V1Model Motion and MTModel Motion represent the basic modules for optic flow estimation. In TOModel regions that have been occluded or disoccluded are estimated. In MSTlModel motion discontinuities are computed based on MTModel input due to spatial on-center-off-surround receptive fields. The information of areas MSTlModel, TOModel, and V2Model is combined in a higher level processing area (HLPModel). Feedforward connections are depicted with dark blue arrows, feedback connections with light blue arrows. The interactions between MSTlModel and TOModel are depicted with green arrows.
Figure 3
Figure 3. Optic flow estimation at occlusions.
Occlusions lead to problems for motion estimation algorithms based on the correlation between only two frames: Parts of the image are only visible in one of the frames, thus no corresponding image positions can be found at these locations.
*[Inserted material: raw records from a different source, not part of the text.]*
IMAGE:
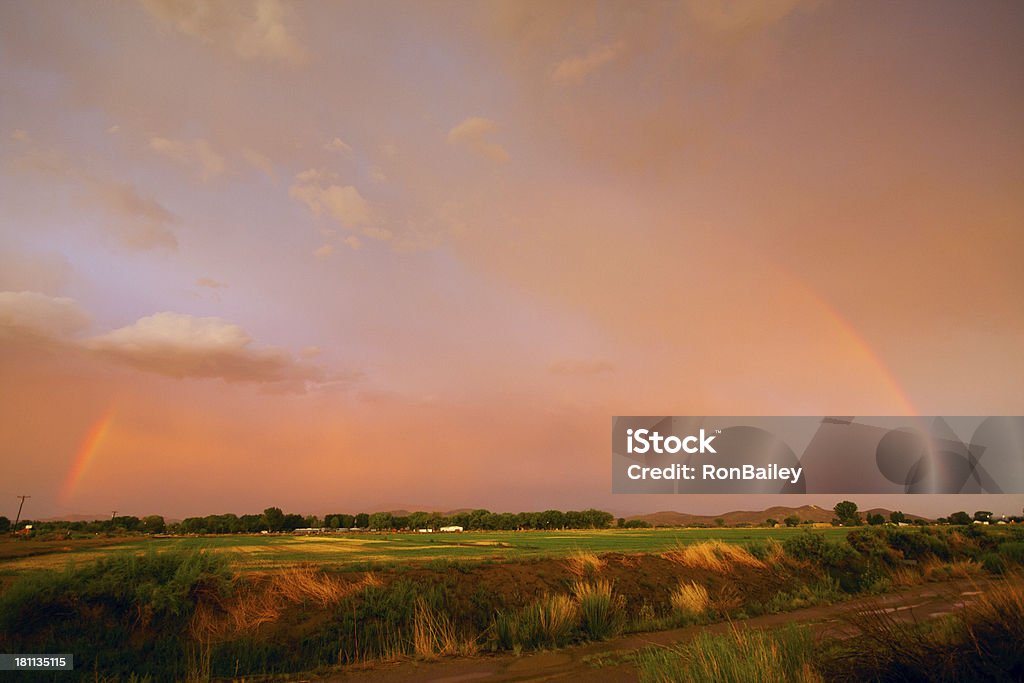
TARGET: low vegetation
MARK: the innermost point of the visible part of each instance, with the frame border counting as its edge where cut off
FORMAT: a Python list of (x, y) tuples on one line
[(180, 614)]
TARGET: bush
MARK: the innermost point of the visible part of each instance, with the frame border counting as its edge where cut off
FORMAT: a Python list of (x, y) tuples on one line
[(994, 563), (122, 614), (1013, 551)]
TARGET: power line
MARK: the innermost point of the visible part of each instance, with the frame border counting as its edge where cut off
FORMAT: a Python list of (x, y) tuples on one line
[(20, 505)]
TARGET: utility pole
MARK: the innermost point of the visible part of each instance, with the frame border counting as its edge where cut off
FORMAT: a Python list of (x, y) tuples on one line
[(22, 505)]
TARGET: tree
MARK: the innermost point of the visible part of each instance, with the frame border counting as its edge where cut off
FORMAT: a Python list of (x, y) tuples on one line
[(960, 517), (846, 514), (292, 521), (272, 519), (381, 520)]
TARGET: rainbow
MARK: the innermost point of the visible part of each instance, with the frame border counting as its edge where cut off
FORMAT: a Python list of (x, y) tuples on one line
[(86, 453), (857, 345)]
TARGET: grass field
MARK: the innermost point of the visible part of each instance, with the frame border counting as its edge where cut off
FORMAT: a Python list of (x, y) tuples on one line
[(360, 550)]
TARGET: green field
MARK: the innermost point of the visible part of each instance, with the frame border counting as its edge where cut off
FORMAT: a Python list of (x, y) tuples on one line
[(360, 550)]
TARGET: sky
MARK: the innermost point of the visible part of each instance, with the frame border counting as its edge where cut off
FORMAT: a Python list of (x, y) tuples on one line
[(363, 255)]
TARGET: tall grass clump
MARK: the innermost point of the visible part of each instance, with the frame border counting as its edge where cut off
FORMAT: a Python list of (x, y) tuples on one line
[(737, 656), (584, 563), (690, 599), (550, 622), (599, 611), (434, 635), (979, 643), (713, 555)]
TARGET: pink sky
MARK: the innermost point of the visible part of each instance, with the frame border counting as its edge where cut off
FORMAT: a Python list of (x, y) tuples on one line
[(356, 256)]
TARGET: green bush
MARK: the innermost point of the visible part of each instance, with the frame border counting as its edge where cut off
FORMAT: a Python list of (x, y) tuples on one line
[(1013, 551), (122, 614), (994, 563)]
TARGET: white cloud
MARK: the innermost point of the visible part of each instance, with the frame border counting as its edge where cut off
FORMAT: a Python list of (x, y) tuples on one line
[(40, 315), (181, 345), (472, 133), (337, 144), (257, 160), (577, 69), (136, 221), (342, 203), (252, 30), (196, 154)]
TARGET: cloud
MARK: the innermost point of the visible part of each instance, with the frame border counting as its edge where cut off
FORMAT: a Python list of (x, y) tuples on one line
[(577, 69), (134, 220), (181, 345), (139, 222), (472, 133), (46, 272), (337, 144), (260, 30), (570, 367), (197, 154), (259, 161), (343, 203), (40, 315)]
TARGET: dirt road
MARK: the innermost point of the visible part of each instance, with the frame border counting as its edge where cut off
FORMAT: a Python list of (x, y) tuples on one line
[(578, 664)]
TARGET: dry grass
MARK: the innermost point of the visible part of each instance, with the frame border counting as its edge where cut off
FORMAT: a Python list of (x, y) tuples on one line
[(714, 556), (256, 602), (964, 568), (690, 598), (434, 635), (584, 563), (905, 577)]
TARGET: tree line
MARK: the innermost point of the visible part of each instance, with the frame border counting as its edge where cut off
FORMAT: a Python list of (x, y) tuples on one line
[(273, 519)]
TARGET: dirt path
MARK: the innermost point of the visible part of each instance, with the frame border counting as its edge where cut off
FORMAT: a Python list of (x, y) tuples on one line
[(577, 664)]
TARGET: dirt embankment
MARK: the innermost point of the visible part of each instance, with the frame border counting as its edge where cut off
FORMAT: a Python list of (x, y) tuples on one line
[(608, 660)]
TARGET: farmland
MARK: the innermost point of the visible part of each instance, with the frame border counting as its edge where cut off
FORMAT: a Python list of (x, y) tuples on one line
[(360, 551), (223, 606)]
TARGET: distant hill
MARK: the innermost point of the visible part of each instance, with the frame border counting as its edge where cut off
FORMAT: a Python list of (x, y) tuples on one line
[(810, 513)]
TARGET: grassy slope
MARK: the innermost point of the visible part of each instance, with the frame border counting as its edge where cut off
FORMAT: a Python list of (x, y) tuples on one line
[(267, 552)]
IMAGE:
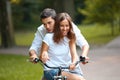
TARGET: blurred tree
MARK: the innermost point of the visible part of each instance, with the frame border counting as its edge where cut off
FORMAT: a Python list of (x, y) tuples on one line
[(6, 27), (78, 16), (102, 11)]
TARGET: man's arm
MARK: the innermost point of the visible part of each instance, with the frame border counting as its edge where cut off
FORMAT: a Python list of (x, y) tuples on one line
[(81, 41), (36, 44)]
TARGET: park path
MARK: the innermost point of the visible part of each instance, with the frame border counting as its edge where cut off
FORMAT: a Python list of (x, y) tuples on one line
[(103, 64)]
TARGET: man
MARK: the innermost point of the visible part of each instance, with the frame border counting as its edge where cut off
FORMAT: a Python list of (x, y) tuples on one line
[(48, 19)]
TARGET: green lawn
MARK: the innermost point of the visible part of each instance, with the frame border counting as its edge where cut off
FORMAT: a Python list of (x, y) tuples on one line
[(16, 67), (98, 34)]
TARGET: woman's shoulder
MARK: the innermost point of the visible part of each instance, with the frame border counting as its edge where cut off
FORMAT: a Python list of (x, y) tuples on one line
[(49, 35)]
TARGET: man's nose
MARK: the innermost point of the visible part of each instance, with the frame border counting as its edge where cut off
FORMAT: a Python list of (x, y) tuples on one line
[(47, 26)]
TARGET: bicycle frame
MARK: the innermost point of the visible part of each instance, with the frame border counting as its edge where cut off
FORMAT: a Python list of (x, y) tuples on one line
[(60, 68)]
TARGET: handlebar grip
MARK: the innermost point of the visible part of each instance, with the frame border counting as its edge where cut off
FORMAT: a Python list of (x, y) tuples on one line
[(36, 60)]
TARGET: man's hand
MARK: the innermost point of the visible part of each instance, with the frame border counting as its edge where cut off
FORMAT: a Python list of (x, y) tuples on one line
[(33, 55)]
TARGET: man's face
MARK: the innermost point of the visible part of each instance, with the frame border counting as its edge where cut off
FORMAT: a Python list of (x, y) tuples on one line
[(48, 23), (64, 27)]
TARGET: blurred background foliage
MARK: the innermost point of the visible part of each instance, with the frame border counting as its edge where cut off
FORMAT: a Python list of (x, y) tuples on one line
[(25, 13)]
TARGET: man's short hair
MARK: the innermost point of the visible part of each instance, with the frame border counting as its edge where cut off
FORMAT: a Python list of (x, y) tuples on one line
[(48, 12)]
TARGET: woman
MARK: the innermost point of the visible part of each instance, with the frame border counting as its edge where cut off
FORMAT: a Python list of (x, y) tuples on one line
[(59, 49)]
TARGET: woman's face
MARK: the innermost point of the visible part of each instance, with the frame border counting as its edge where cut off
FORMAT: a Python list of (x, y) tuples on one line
[(64, 27)]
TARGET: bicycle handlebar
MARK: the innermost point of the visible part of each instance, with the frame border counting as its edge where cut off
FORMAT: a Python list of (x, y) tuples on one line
[(82, 59)]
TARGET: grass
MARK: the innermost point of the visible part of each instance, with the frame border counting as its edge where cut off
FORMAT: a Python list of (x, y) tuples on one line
[(98, 34), (16, 67)]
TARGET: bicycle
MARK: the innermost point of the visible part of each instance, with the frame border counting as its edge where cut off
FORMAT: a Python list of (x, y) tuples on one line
[(60, 68)]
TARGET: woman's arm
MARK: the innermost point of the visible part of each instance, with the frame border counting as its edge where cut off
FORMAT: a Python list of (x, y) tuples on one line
[(44, 54), (74, 55)]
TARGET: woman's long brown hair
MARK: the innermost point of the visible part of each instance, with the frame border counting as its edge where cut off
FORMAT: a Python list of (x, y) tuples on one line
[(57, 32)]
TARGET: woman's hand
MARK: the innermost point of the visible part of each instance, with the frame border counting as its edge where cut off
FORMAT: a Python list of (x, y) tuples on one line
[(44, 57)]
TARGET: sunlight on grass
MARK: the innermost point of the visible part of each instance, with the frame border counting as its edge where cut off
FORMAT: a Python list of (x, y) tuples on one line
[(98, 34), (16, 67)]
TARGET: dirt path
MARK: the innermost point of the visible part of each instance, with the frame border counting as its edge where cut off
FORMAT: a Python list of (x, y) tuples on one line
[(103, 65)]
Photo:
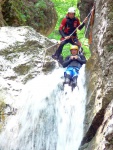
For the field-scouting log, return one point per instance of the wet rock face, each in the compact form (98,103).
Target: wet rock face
(99,77)
(23,56)
(40,15)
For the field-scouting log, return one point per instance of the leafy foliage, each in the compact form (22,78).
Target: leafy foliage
(61,7)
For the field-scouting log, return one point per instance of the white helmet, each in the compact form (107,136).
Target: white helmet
(71,10)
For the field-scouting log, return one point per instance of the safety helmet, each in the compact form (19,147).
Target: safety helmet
(74,47)
(71,10)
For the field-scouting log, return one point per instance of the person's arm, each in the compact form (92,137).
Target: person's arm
(82,25)
(81,59)
(62,26)
(66,62)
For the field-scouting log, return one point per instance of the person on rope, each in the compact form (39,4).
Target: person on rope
(73,63)
(68,25)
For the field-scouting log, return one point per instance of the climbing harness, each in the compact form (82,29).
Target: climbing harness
(69,36)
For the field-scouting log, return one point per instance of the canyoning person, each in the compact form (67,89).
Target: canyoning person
(73,63)
(68,26)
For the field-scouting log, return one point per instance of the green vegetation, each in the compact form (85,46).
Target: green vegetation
(61,7)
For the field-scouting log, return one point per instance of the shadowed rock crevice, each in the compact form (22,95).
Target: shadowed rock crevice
(97,121)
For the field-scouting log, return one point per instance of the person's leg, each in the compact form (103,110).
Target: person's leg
(67,76)
(74,78)
(59,50)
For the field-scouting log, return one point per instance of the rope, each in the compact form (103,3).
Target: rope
(69,36)
(88,23)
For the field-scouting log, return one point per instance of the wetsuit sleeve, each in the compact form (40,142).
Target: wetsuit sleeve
(81,59)
(81,26)
(66,62)
(78,24)
(62,26)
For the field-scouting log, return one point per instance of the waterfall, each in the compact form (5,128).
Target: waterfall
(48,117)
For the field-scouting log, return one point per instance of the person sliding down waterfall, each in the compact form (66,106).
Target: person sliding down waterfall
(68,27)
(73,63)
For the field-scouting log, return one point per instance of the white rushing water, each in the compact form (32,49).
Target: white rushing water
(48,117)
This problem can be solved using only one additional temporally forward-looking step (future step).
Figure 4
Figure 4. Detection of motion discontinuities.
Some examples for motion discontinuities are given on the left bottom. We use a motion discontinuity detector built of an on-center-off-surround RF that will respond very strongly if center and surround motion differ. If a homogeneous flow field is presented, only a weak response is produced.
Figure 5
Figure 5. Detection of occlusion regions.
To detect occlusions and disocclusions in the motion sequence, we compare the motion energy at each spatial position that was estimated using the past frame pair t−1/t0 and using the future frame pair t0/t1. A high difference typically occurs at occlusion and disocclusion positions due to regions that are only visible in t−1 or t1 and thus entail very ambiguous motion estimates.
Figure 6
Figure 6. Overview of mechanisms for scene interpretation.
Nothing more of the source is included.